Es hat alle Unfälle in seinen Zweck einbezogen.
Es ist zum Sinn und zur Strahlkraft seines dunklen Schicksals geworden.
Wir dürfen nicht vergessen, dass Menschen, die ein Trauma überlebt und tiefen Schmerz durchlitten haben, gestärkt daraus hervorgehen können. Sie erkennen, dass ihr Leid sie widerstandsfähiger gemacht hat, anstatt sie verletzlicher zu machen, und dass sie in der Gegenwart aufblühen können, anstatt von der Vergangenheit überwältigt zu werden. Jenseits des Endes des alten Lebens besteht Hoffnung auf den Beginn eines neuen Lebens. Wir können uns eine Zukunft vorstellen, in der unsere Wunden zwar noch da sind, uns aber auf eine Weise verbinden, uns weiser und demütiger machen und uns helfen, zu gedeihen.
Ich möchte diesen Vortrag über Trauer und Leben mit einem weiteren Gedicht abschließen, diesmal von Ellen Bass:
Die Sache ist die
das Leben lieben, es sogar lieben
wenn du keinen Magen dafür hast
und alles, was dir lieb und teuer war
zerbröselt wie verbranntes Papier in den Händen.
Dein Hals war mit dem Schlamm davon gefüllt.
Wenn die Trauer dich überkommt, ihre tropische Hitze
die Luft verdichtet, schwer wie Wasser
Für Kiemen besser geeignet als für Lungen;
wenn die Trauer dich wie dein eigenes Fleisch beschwert
nur noch mehr davon, eine Fettleibigkeit der Trauer.
Man fragt sich: Wie kann ein Körper das aushalten?
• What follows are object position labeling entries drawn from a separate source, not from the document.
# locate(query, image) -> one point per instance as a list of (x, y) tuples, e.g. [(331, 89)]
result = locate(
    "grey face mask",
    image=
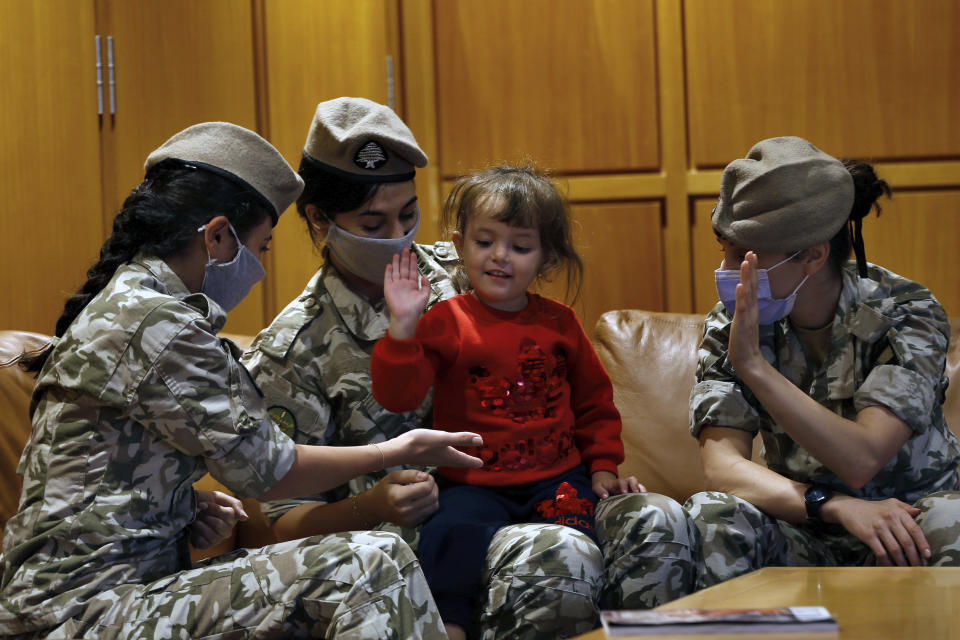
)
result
[(227, 283), (367, 258)]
Dann hältst du das Leben wie ein Gesicht
zwischen deinen Handflächen, ein ausdrucksloses Gesicht,
kein bezauberndes Lächeln, keine violetten Augen,
und du sagst: Ja, ich nehme dich mit
Ich werde dich wieder lieben
Ich danke Ihnen für die Gelegenheit, einige Gedanken über Trauer und Leben mit Ihnen zu teilen. Und wie Ellen Bass schrieb: „Dann hältst du das Leben wie ein Gesicht.“
zwischen deinen Handflächen, ein ausdrucksloses Gesicht,
kein bezauberndes Lächeln, keine violetten Augen,
und du sagst: Ja, ich nehme dich mit
Ich werde dich wieder lieben.“
Ich hoffe, dass wir in dieser historischen Zeit wirklich in der Lage sind, der Trauer zu begegnen und das Leben anzunehmen, und dass wir, wie Terry Tempest Williams vorgeschlagen hat, zulassen, dass sich unser Bewusstsein verändert oder verändert wird, indem wir uns voll und ganz dem stellen, was wir in dieser Zeit des Verlustes und der außergewöhnlichen Möglichkeiten erleben.